Stars: Dylan Wickstrom, Marissa del Prado, Kasey Kempton, Ben Juhl and Terri Juhl
I was very happy when writer/director Ben Juhl allowed me to screen his short film, The Wishing Skull, at the mini-film festival I programmed at DarkCon 2014. DarkCon is a small local convention with a vague focus on the punked genres, so The Wishing Skull qualified on more than one front, carrying steampunk and dieselpunk elements, all in a contemporary setting. I've seen a few of Juhl's short films and he aims for his own aesthetic, adding in whatever feels right at the time rather than slavishly adhering to the rules of one subgenre or another. For instance, the title character in Mr Gun is clearly a steampunk creation, played with gusto by Tommy Mack, but the film itself isn't, with Jose Rosete emphasising the brooding tone. This isn't pure either, but punks of a few different persuasions ought to get a kick out of the visual styles on offer: dieselpunks will adore the hot rod at the outset, which deserves its own short film, and steampunks are likely to drool at the title gadget, which has this one.
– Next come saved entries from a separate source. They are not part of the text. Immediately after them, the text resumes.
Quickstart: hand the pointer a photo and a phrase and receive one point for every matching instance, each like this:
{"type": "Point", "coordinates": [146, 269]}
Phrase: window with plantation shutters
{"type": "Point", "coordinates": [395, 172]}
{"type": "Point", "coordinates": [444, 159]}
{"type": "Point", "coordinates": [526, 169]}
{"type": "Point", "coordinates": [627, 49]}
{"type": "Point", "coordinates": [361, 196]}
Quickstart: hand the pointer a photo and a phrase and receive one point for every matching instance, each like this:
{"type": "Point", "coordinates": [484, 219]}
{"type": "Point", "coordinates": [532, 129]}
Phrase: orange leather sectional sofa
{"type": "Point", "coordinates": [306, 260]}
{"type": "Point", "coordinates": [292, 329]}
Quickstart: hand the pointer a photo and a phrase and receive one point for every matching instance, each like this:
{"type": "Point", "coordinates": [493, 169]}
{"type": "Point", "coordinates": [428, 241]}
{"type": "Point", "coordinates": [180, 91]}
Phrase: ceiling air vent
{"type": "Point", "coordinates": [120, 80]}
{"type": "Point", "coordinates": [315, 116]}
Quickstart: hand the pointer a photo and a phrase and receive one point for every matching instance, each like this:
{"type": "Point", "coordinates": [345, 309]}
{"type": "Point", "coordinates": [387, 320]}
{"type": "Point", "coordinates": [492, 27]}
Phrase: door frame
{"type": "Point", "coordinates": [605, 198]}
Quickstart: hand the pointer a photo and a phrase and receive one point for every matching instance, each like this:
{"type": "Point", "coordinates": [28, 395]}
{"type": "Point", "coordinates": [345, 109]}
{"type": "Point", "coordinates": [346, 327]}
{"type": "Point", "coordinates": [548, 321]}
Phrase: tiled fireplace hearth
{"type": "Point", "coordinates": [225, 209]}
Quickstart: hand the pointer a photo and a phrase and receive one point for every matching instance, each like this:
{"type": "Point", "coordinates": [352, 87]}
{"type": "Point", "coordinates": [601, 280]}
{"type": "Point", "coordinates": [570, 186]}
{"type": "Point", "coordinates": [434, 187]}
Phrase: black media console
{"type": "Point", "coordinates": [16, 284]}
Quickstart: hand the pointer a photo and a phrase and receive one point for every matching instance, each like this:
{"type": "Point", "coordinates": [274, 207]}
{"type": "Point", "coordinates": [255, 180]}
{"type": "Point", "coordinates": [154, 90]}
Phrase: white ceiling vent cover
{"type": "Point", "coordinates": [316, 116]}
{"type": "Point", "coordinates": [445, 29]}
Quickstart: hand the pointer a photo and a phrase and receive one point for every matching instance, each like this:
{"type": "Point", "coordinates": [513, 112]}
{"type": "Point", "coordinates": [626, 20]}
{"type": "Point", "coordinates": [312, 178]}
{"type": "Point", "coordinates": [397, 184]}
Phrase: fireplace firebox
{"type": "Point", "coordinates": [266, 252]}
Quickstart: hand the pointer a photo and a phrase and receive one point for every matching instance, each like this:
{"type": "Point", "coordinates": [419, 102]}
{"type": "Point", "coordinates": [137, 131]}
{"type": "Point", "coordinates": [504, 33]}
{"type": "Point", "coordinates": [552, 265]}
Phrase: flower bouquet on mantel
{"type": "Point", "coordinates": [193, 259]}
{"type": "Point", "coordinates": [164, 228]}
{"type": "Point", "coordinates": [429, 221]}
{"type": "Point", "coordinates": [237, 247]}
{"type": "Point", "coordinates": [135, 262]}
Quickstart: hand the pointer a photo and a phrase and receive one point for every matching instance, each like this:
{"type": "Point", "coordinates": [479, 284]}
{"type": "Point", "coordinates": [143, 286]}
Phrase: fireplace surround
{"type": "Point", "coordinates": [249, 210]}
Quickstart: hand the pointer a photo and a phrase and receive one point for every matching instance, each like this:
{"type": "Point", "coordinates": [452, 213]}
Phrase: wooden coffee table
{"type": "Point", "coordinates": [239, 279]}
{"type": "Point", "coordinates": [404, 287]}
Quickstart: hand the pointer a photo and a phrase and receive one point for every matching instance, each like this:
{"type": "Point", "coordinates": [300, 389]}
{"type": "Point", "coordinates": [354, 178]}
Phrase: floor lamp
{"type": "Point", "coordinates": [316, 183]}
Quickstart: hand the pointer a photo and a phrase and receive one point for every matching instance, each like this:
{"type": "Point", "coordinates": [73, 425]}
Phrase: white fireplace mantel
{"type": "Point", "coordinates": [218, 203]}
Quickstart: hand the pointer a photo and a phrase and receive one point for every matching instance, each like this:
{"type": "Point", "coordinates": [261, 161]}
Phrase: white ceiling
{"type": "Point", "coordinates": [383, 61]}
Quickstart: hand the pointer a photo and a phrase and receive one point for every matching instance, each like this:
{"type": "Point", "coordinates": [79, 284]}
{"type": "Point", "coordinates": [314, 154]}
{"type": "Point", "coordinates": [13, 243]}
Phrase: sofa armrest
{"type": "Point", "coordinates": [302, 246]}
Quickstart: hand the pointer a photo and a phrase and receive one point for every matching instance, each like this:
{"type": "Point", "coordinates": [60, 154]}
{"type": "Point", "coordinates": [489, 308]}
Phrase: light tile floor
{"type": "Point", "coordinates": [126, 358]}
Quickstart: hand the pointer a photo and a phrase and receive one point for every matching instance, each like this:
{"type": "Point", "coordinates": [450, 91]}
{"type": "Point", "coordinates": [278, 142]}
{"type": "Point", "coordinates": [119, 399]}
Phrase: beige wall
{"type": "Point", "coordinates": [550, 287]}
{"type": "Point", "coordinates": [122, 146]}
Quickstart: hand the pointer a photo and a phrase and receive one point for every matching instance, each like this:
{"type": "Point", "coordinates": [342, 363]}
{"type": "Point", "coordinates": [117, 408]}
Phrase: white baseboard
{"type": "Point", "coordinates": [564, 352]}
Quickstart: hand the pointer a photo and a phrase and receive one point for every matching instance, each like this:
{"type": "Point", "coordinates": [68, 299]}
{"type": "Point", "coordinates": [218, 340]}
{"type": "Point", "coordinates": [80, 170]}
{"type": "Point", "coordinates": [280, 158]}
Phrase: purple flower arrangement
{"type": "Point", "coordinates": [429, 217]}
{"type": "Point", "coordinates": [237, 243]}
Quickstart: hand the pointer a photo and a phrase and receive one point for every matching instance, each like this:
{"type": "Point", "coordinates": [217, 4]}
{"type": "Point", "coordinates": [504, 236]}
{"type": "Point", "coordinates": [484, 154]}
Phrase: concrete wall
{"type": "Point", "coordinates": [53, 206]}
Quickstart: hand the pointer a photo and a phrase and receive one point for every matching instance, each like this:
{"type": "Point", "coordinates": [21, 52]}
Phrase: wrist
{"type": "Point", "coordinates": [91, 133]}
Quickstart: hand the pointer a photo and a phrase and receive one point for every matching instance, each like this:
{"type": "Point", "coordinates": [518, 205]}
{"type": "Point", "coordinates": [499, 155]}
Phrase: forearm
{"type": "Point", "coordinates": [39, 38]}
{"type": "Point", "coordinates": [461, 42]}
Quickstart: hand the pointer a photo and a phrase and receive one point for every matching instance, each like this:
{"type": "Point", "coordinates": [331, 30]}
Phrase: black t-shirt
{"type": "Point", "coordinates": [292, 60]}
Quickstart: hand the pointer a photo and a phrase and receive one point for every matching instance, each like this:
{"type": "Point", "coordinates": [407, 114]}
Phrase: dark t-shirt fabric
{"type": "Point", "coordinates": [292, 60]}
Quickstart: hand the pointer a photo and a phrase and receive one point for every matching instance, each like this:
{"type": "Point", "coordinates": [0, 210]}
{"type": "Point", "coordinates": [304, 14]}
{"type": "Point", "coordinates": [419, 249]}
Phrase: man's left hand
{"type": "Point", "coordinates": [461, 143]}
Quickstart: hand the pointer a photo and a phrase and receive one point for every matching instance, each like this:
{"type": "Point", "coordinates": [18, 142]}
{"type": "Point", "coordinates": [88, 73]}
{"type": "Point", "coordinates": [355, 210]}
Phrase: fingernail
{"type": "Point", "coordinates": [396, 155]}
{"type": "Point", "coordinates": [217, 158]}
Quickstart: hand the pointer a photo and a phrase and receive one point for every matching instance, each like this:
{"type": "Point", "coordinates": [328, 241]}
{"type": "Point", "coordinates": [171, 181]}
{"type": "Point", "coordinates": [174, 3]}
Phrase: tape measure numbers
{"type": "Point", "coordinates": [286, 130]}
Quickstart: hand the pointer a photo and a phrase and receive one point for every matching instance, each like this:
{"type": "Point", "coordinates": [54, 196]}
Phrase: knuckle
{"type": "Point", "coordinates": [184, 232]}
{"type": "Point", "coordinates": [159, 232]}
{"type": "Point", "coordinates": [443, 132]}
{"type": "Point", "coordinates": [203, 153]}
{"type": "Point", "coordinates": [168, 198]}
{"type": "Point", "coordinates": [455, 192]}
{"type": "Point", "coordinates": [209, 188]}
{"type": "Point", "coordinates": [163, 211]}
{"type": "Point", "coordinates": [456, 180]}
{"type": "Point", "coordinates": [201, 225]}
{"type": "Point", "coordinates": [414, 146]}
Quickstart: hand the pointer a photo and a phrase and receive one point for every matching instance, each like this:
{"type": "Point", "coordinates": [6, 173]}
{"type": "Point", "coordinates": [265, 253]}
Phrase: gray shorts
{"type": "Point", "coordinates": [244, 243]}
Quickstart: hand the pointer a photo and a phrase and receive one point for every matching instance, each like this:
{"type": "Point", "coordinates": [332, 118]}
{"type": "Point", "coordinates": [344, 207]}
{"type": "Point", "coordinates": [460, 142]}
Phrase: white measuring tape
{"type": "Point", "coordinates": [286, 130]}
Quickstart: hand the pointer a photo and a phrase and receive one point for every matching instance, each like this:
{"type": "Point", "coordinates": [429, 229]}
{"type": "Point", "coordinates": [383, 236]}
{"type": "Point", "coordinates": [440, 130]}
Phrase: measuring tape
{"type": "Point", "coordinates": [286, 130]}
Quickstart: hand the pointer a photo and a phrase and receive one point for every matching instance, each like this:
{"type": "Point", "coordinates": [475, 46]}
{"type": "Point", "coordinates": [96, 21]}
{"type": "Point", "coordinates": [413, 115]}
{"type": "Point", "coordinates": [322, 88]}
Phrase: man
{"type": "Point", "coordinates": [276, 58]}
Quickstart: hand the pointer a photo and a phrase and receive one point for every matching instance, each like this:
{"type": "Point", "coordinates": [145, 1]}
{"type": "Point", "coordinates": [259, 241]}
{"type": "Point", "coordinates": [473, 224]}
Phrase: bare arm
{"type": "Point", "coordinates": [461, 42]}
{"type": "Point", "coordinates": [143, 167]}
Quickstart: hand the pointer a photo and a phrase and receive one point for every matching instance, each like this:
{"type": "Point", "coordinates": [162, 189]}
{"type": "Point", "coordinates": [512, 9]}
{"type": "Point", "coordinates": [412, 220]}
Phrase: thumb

The former brings the latter to antiques dealer Kemp Steadman as the story begins. It's a magnificent device known as the Trollop Skull, an amalgam of clockwork and human bone that's important enough to be referenced on Wikipedia. Steadman has a buyer who's willing to drop thirty grand on it, but he's thorough enough to do his research first, so we discover some of its enticing history too. It was created by Chester Trollop, a 19th century roboticist who worked with hydron energy, then went mad when his daughter Mary, a dabbler in the occult, was mysteriously murdered. Steadman discovers with a turn of a key that the skull is also a magic lantern, its twin eyes able to project a sepia image of Mary, one that, rather astoundingly, converses with him. Anyone who isn't sold on this film from that setup alone is a man without a soul; Steadman is completely sold, to the degree that he allows Mary to promise him a wish, if only he can answer a single question: who killed her.
The Wishing Skull can be viewed for free on YouTube.